Is there a nexus—or even a justification—for state oversight here, at all, given the public policy implications Molly identifies?
Finally, as for Stuart’s great point about looking for the reason behind enforcement of servitudes in the IP context—his question sets up a basic scenario about the interactivity between intellectual property and contract. In his scenario, if the servitude accomplishes all of the same goals as copyright does, then why opt for copyright, he asks? This is a great question. We see, after all, why servitudes are attractive, in that they operate as helpful overlays onto copyright law (from the licensor’s perspective) is because the nature of the private agreement allows for the foreclosure of options like fair use, options that the licensee might enjoy with only copyright protection. But here—we might wonder why the drafting of the servitudes themselves have not shifted to comport with the externalities that they produce. One answer could be that the externalities that Molly identifies come into play at a much later point—and it is hard to imagine how we could craft agreements that might anticipate these costs at the outset (ie loss of fair use, etc.).

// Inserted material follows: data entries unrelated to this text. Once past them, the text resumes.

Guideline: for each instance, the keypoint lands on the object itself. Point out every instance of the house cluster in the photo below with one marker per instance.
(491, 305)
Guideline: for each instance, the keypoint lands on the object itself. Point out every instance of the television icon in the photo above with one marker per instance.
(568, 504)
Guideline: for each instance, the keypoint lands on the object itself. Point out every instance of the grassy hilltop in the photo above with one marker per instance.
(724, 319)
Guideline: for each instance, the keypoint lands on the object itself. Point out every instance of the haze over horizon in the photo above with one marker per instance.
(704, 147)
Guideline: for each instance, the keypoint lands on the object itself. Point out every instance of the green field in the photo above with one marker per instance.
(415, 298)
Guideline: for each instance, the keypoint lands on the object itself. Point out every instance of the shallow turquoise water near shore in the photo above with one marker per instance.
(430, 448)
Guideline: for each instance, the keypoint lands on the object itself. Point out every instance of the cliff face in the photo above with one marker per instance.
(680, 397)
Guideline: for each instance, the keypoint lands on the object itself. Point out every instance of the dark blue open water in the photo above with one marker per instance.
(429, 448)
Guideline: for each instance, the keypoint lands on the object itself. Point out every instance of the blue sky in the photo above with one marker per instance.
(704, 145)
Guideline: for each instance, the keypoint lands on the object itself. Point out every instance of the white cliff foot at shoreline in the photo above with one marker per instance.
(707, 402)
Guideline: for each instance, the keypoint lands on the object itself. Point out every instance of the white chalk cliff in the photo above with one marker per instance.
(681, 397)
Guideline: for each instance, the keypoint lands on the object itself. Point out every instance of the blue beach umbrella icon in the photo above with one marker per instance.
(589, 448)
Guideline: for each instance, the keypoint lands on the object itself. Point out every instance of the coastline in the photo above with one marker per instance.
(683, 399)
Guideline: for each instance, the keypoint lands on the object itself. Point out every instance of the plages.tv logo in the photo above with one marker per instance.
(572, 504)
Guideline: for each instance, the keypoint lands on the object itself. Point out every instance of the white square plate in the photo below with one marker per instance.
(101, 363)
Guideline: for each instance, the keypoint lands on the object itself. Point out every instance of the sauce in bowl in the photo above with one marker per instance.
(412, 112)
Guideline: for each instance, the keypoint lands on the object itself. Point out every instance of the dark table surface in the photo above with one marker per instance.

However, one potential, free market defense could be to argue that in such cases, the license agreements would ideally change to reflect a shift in market demands along these lines, and I confess that the optimist in me wants to agree. After all, some license agreements force the end user to disclose whether the use is for commercial vs. personal purposes, thereby facilitating price discrimination along those lines.
Maybe it is possible for licenses to shift to respond to the externalities Molly identifies, then, and perhaps it might be interesting to compare some of those cases to the licenses at issue here.
The last area that I want to touch on is remedy and one of my favorite areas to think about: the role of property rules, liability rules, and “pliability” rules (with a tip o’ the hat to the imaginative team of Avi Bell and Gideon Parchomovsky in crafting this term). Like Stuart, I also believe that the employment of money damages might shift the paradigm in inventive ways—I am fascinated by the proposition that money damages might reduce the incentives for folks to engage in “due diligence’ in determining whether works are protected, and therefore might be less incentivized to seek Microsoft’s permission. To me, I think these licenses are perfect opportunities for us to think through the formation of ‘pliability’ solutions here (here, maybe copyright misuse might be an interesting avenue to think through). Though, in the end, however the point about remedies is also a distributive point—we might incentivize a different type of innovation by utilizing a different type of remedy.